Camp White
White City Oregon
Background of Camp White
- Camp White was named in honor of George A. White who served as an Adjutant General in 1915.
- Was built on the Agate Desert.
- Camp White trained engineering, medical, and artillery units between 1942 and 1945.
- White City, Oregon began in 1941 when the U.S. Army constructed Camp White on 43,000 acres outside of Medford, Oregon as an army training camp.
Oregon Reacts to WWII
a town undergoing rapid growth due to sudden prosperity.

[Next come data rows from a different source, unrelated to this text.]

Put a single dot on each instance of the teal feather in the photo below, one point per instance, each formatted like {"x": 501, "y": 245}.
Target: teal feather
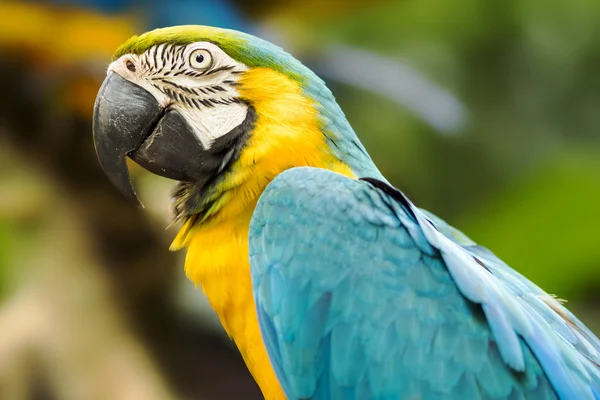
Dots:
{"x": 361, "y": 295}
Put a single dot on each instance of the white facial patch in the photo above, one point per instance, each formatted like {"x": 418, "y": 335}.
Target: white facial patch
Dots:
{"x": 206, "y": 97}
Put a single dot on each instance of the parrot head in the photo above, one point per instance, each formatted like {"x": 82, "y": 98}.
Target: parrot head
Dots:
{"x": 216, "y": 110}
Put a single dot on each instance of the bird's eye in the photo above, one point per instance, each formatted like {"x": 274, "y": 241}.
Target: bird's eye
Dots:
{"x": 130, "y": 65}
{"x": 200, "y": 59}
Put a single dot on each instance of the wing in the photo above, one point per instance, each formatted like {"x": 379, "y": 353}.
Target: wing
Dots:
{"x": 361, "y": 295}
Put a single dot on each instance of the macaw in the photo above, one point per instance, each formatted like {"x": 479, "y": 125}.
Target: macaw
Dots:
{"x": 332, "y": 284}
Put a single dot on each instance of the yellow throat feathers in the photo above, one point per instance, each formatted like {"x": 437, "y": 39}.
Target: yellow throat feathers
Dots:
{"x": 287, "y": 134}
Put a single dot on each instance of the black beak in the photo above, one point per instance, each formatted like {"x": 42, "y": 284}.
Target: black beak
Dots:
{"x": 129, "y": 121}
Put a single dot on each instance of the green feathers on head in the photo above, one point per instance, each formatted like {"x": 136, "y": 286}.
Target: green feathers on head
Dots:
{"x": 245, "y": 48}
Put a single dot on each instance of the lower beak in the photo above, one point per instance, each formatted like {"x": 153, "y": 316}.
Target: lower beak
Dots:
{"x": 129, "y": 121}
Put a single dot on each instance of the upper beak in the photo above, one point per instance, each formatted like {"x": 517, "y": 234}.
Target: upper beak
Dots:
{"x": 129, "y": 121}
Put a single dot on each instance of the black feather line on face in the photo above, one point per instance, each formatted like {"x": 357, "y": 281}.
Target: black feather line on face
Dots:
{"x": 196, "y": 198}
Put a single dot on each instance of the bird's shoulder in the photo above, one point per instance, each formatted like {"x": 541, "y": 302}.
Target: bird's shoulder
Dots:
{"x": 360, "y": 294}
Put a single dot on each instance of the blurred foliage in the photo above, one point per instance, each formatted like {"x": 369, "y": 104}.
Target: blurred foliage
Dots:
{"x": 522, "y": 177}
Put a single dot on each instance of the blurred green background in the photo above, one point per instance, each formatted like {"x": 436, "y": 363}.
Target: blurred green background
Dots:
{"x": 486, "y": 113}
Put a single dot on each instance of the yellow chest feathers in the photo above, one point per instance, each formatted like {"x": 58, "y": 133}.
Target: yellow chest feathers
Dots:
{"x": 286, "y": 135}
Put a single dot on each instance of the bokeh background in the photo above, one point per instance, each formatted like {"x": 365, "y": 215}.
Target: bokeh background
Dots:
{"x": 485, "y": 112}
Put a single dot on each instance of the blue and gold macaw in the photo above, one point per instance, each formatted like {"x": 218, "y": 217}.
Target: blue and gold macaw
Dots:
{"x": 330, "y": 281}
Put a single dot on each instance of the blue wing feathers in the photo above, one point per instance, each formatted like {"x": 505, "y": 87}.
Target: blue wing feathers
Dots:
{"x": 360, "y": 295}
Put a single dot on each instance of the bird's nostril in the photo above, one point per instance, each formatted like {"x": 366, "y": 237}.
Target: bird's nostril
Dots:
{"x": 130, "y": 65}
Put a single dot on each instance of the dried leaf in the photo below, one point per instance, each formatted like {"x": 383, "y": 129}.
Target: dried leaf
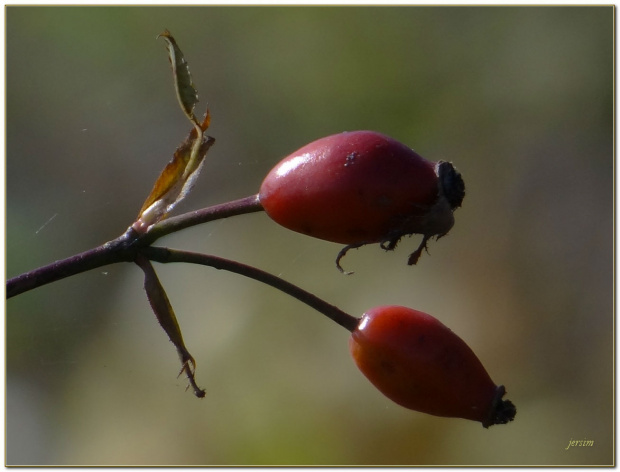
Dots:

Camp White Story's from the past
Cecil Milliner, one of the original trainers of the 300th at Camp White, describes some of the elements of basic training:
In basic training a trainee learns "Military Courtesy" with the hand salute; the face movements (right face, left face, about face); marching movements (forward, to the rear, right and left flank and oblique); open ranks for inspections and closed rank; the attention ("Ten-HUT"), at ease and parade rests. Weapons training included manual of arms, how to care for your weapons and triangulation before going on the rifle range. On the rifle range one learns safety around weapons, how to shoot from the prone, sitting, kneeling and standing positions. Other training was camouflage; bridge building (footbridge, Bailey bridge, ponton bridge, wood bridges); building tank traps of various kinds; barbed wire entanglement construction; how and where to use explosives of all kinds; how to set out booby traps and to probe for them and how to disarm them and setting out the different tank mines. Infantry movements included the skirmish line, diamond formation, in-line formation and compass training. The 300th were also trained with machine guns (tommy guns, burp guns, 50 caliber); the 45 caliber semi-automatic pistol; 30 mm and the 4.2 mm mortars and use of the anti-tank guns of various kinds. They learned how to set up a bivouac; performed forced marches up to fifteen miles one way and back and stood guard duty and did assault boat training while crossing a river.
Camp White End of WWII
At the end World War II, most of Camp White was decommissioned, sold, or returned to pre- war public and private ownership. The vast majority of its buildings, including mess halls, dormitories, service and training facilities were sold for scrap, relocated for other uses. The Station Hospital, the only portion of Camp White to rely upon masonry construction, was the focus of various proposals including a relocated Oregon State Hospital. After prolonged debate, the Camp White Station Hospital was transferred to the Department of Veterans Affairs. The facility was reopened as the Veterans Affairs Domiciliary in February 1949.